Friday, April 15, 2016


As a parent at Children’s National, you may notice that a lot of doctors check in with your child every day. Children’s National is part of a rich tradition of teaching hospitals working to train the next generation of physicians. In fact, education is an important part of our mission.

As a second year resident in pediatrics, I occasionally see parents express concern that care from a medical trainee puts their hospitalized child at a disadvantage. However, a number of studies show that the quality of care for patients at teaching hospitals is no different than that of non-teaching hospitals. In fact, there are a number of benefits from being at a teaching hospital:

  • The focus on education at teaching hospitals motivates everyone on the team to stay updated on the most recent research.
  • As centers of academia, teaching hospitals attract many of the top, highest regarded physicians and researchers.
  • Teaching hospitals often have cutting-edge, innovative treatments not offered at other hospitals.
  • Family centered rounds ensure that parents get to participate in planning their child’s care each day.
  • Patient safety is our number one priority. Trainees are always supervised and do not perform procedures that exceed their level of training.

In teaching hospitals, medical trainees expand the size of care teams to include medical students, residents, and fellows. All teams have an attending physician who leads the team. Each of these team members is in a different career stage and plays an important role in your child’s care. You will also likely meet nurses, pharmacists, respiratory therapists, and many other team members who may be in various stages of training, as well.

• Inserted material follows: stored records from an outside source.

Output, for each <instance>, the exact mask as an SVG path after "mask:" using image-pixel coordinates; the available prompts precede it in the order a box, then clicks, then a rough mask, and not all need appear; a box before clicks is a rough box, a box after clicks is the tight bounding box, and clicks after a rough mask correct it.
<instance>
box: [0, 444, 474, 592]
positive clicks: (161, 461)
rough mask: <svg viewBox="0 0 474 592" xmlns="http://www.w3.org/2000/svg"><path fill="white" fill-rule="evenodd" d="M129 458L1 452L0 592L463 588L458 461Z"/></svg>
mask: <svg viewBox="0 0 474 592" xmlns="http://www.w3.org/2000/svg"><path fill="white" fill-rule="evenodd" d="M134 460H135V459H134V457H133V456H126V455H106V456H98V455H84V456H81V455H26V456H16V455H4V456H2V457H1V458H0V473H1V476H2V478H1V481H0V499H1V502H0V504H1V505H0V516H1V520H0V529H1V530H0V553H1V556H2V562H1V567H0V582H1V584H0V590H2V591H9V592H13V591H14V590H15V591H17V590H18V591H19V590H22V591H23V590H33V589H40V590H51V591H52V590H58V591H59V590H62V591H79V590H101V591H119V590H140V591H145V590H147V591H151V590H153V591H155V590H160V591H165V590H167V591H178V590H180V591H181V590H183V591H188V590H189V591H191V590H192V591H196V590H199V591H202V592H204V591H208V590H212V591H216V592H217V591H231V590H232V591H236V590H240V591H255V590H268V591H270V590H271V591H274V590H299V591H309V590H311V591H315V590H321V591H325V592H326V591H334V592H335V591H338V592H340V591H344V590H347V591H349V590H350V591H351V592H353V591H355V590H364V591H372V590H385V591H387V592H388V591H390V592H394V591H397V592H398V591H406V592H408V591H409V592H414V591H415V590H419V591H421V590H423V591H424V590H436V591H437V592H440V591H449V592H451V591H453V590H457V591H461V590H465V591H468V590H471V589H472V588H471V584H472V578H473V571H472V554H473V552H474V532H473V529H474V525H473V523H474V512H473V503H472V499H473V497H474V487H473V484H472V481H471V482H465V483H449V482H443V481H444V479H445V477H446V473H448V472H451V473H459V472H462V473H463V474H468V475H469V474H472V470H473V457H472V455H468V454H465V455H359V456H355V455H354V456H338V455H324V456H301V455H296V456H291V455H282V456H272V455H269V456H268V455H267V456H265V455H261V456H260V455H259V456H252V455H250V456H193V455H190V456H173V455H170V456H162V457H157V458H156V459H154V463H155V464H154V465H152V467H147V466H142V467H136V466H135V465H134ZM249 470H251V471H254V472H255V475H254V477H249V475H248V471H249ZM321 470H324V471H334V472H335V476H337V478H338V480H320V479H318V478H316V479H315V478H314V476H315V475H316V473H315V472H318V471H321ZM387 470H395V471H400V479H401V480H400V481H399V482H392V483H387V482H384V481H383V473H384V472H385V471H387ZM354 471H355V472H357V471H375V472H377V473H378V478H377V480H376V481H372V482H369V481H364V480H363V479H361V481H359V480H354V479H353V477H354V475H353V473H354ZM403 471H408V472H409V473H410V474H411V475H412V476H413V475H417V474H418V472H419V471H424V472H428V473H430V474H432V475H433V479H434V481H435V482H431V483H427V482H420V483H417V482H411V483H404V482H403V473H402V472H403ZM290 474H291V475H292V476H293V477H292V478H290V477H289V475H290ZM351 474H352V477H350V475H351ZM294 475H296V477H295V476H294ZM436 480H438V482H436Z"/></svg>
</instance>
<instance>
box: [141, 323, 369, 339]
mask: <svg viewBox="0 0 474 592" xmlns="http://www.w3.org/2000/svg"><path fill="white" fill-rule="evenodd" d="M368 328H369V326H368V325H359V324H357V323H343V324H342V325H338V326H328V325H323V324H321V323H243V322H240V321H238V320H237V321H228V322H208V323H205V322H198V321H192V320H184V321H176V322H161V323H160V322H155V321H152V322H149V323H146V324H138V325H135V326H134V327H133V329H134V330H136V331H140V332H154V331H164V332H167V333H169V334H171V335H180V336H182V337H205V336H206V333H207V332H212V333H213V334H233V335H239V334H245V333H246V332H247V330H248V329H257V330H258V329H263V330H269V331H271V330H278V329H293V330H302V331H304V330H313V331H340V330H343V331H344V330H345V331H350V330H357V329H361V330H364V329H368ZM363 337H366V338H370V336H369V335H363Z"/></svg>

At Children’s National, our medical trainees include medical students, consisting of 3rd year medical students from local universities and 4th year medical students completing electives and acting internships. Residents, such as myself, are doctors who have graduated from medical school and are now training in their chosen specialty. And fellows are qualified medical doctors who have completed their residency training and are pursuing further sub-specialization.

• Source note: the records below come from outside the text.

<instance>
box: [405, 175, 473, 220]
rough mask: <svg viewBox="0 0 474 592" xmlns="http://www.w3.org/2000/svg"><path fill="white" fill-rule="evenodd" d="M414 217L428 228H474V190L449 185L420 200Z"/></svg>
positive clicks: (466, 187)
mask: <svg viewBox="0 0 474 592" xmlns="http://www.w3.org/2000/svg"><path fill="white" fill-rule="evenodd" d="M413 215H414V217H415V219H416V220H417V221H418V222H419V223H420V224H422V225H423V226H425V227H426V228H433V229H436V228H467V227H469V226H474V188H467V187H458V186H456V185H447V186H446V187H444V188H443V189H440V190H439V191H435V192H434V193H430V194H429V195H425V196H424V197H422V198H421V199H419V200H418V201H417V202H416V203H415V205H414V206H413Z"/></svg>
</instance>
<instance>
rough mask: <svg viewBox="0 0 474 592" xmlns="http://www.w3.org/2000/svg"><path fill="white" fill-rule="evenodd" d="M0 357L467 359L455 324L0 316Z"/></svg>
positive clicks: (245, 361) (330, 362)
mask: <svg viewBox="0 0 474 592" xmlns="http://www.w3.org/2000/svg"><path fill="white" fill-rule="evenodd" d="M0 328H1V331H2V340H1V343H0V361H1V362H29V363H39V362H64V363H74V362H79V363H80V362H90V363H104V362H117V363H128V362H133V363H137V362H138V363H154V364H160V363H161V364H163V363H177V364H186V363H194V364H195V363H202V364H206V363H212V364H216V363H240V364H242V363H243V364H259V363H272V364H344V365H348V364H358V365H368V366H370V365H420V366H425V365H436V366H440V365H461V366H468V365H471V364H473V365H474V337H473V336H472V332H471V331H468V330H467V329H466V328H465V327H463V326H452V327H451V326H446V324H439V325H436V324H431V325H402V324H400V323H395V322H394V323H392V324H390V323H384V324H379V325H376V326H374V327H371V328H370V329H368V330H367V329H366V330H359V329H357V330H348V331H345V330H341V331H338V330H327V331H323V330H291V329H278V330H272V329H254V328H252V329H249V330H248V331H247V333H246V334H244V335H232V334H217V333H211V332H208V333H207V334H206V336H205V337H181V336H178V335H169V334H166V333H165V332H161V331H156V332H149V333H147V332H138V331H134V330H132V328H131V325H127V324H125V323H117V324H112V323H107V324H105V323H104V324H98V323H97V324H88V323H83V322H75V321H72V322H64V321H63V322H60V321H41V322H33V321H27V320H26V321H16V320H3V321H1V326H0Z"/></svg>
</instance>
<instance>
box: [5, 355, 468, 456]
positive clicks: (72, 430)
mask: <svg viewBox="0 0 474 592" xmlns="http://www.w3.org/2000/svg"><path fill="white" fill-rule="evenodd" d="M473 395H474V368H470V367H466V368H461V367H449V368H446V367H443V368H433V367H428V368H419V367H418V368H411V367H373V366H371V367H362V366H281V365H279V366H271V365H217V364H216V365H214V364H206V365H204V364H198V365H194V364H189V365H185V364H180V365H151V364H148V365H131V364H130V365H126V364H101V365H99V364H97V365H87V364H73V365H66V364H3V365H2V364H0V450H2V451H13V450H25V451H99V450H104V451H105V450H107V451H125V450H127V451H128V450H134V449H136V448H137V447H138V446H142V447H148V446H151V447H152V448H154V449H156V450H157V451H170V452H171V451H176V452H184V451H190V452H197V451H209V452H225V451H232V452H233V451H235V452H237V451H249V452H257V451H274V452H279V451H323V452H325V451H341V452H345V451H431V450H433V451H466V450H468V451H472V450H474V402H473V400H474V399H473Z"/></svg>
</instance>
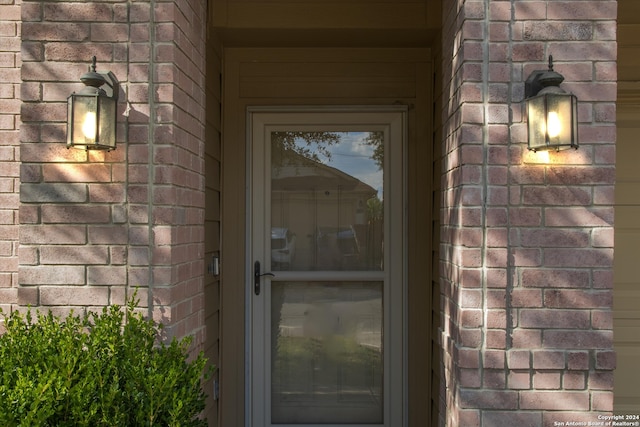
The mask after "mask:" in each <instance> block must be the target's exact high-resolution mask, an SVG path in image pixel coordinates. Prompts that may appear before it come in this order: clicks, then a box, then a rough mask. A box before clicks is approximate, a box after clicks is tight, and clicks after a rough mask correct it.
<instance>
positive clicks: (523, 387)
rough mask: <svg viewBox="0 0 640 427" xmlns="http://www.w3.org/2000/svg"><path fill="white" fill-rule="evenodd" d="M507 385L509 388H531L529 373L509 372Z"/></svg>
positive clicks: (530, 383) (517, 371)
mask: <svg viewBox="0 0 640 427" xmlns="http://www.w3.org/2000/svg"><path fill="white" fill-rule="evenodd" d="M508 387H509V389H510V390H529V389H530V388H531V374H530V373H529V372H528V371H526V372H518V371H511V372H509V381H508Z"/></svg>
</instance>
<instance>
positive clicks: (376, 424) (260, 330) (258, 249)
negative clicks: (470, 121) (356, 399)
mask: <svg viewBox="0 0 640 427" xmlns="http://www.w3.org/2000/svg"><path fill="white" fill-rule="evenodd" d="M304 125H315V126H316V127H317V126H324V127H333V128H334V129H336V130H337V129H344V130H350V129H353V128H354V127H360V128H363V127H365V128H367V130H385V131H387V132H388V135H390V136H392V138H393V140H394V144H393V145H392V144H389V138H385V140H386V142H385V156H384V162H385V163H384V171H385V173H387V174H388V175H389V176H390V179H388V178H387V176H385V178H384V186H385V188H384V197H385V199H387V200H385V203H384V206H385V213H384V218H385V223H384V224H385V225H384V227H385V229H384V235H385V236H391V237H393V236H398V235H400V236H401V237H400V238H399V239H392V238H389V239H385V244H384V245H385V250H384V265H385V269H384V272H370V273H368V274H369V275H370V277H369V278H368V279H370V280H384V282H385V286H384V288H385V294H384V300H385V303H384V306H385V309H384V313H385V317H384V331H392V333H385V334H384V344H383V345H384V349H385V350H384V355H385V357H384V400H385V404H384V408H385V410H384V424H376V426H380V425H384V426H385V427H401V426H405V425H406V423H407V418H408V417H407V383H408V381H407V365H408V363H407V354H408V352H407V309H406V307H407V301H406V298H407V283H406V282H407V262H406V260H407V256H406V251H407V230H406V224H407V218H406V217H407V208H406V203H407V198H406V188H407V182H406V181H407V177H406V164H407V161H406V158H405V157H406V145H407V108H406V107H405V106H352V107H351V106H350V107H343V106H340V107H297V106H296V107H249V108H248V109H247V141H246V143H247V153H248V154H247V174H248V177H247V183H248V184H247V185H248V188H247V193H246V194H247V218H246V224H247V239H248V244H247V253H246V259H247V262H246V276H245V277H247V283H246V284H245V289H246V303H245V308H246V312H245V316H246V325H247V331H246V334H245V338H246V347H245V348H246V355H245V356H246V359H245V360H246V365H245V371H246V377H245V378H246V392H245V397H246V407H245V412H246V414H245V415H246V417H245V420H246V421H245V424H246V426H247V427H270V426H272V424H271V423H270V421H269V420H268V418H270V415H269V411H270V407H269V400H268V396H267V395H268V394H269V391H268V388H269V387H270V384H269V385H267V384H265V382H266V381H265V378H267V375H266V373H267V372H268V371H269V369H268V368H269V366H268V363H269V362H270V360H269V357H270V352H269V351H265V352H264V353H261V354H260V356H261V357H256V356H255V354H256V352H257V349H258V348H261V349H266V346H267V345H268V342H267V341H268V338H267V336H268V334H267V333H265V331H266V330H265V329H264V326H267V327H268V326H269V325H265V323H267V322H263V319H264V317H265V315H266V314H267V313H266V312H265V307H266V303H265V300H266V298H267V297H268V296H269V283H268V282H269V278H268V277H265V278H263V286H262V287H263V289H264V292H262V293H261V295H260V296H256V295H255V294H254V292H253V290H254V288H253V285H254V283H253V277H254V272H253V263H254V261H255V260H260V262H262V264H263V272H265V271H269V268H270V266H269V264H270V263H269V262H268V258H267V257H266V254H267V253H268V252H269V244H270V243H269V238H268V237H267V232H266V230H267V229H268V227H269V224H270V218H268V217H269V214H268V213H266V214H265V213H263V214H262V215H257V214H255V209H262V208H263V207H264V206H265V203H266V202H267V200H266V198H267V197H268V195H269V194H270V187H269V186H270V179H268V178H267V177H268V176H269V175H267V171H268V170H270V169H269V164H270V158H268V156H267V155H266V154H267V153H265V146H264V144H263V143H258V142H257V141H264V136H265V135H267V132H269V131H271V130H288V129H290V127H292V126H304ZM372 127H373V128H372ZM396 140H400V141H402V143H401V144H395V141H396ZM254 141H256V143H255V144H254ZM387 171H389V172H390V173H389V172H387ZM258 217H259V218H258ZM261 224H262V225H261ZM258 229H261V233H257V232H256V230H258ZM309 274H310V273H309V272H295V271H286V272H280V271H279V272H277V275H278V279H281V280H309V277H310V276H309ZM347 274H351V273H347ZM313 275H314V276H313V280H322V279H325V280H330V279H332V278H337V276H338V275H339V276H340V277H341V278H343V277H344V276H345V274H344V273H339V274H337V272H317V271H316V272H313ZM357 277H358V278H359V279H360V280H366V279H367V277H363V275H362V274H361V273H358V274H357ZM398 282H400V286H397V285H396V286H389V284H390V283H394V284H395V283H398ZM394 331H395V332H394ZM287 426H288V427H296V425H291V424H288V425H287ZM334 426H339V425H337V424H334ZM356 426H358V427H364V426H366V425H363V424H360V425H356ZM300 427H304V426H300ZM344 427H354V425H348V426H344Z"/></svg>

As a parent, you’ll meet a lot of doctors and trainees at Children’s National in both our inpatient and outpatient centers. All doctors and students wear badges that state our role. We also introduce ourselves when we first meet you. If at any point you’re not sure, it’s ok to ask us what our roles are on the team.

Regardless of where you are seen at Children’s National, you can expect to get safe, high-quality care, all overseen closely by our outstanding attending physicians. You should also know that your child’s treatment is helping to train the next generation of physicians to care for your children, and maybe even your future grandchildren.


Dr. Bryan Stierman, MD, MPH, is a second year resident in pediatrics at Children’s National.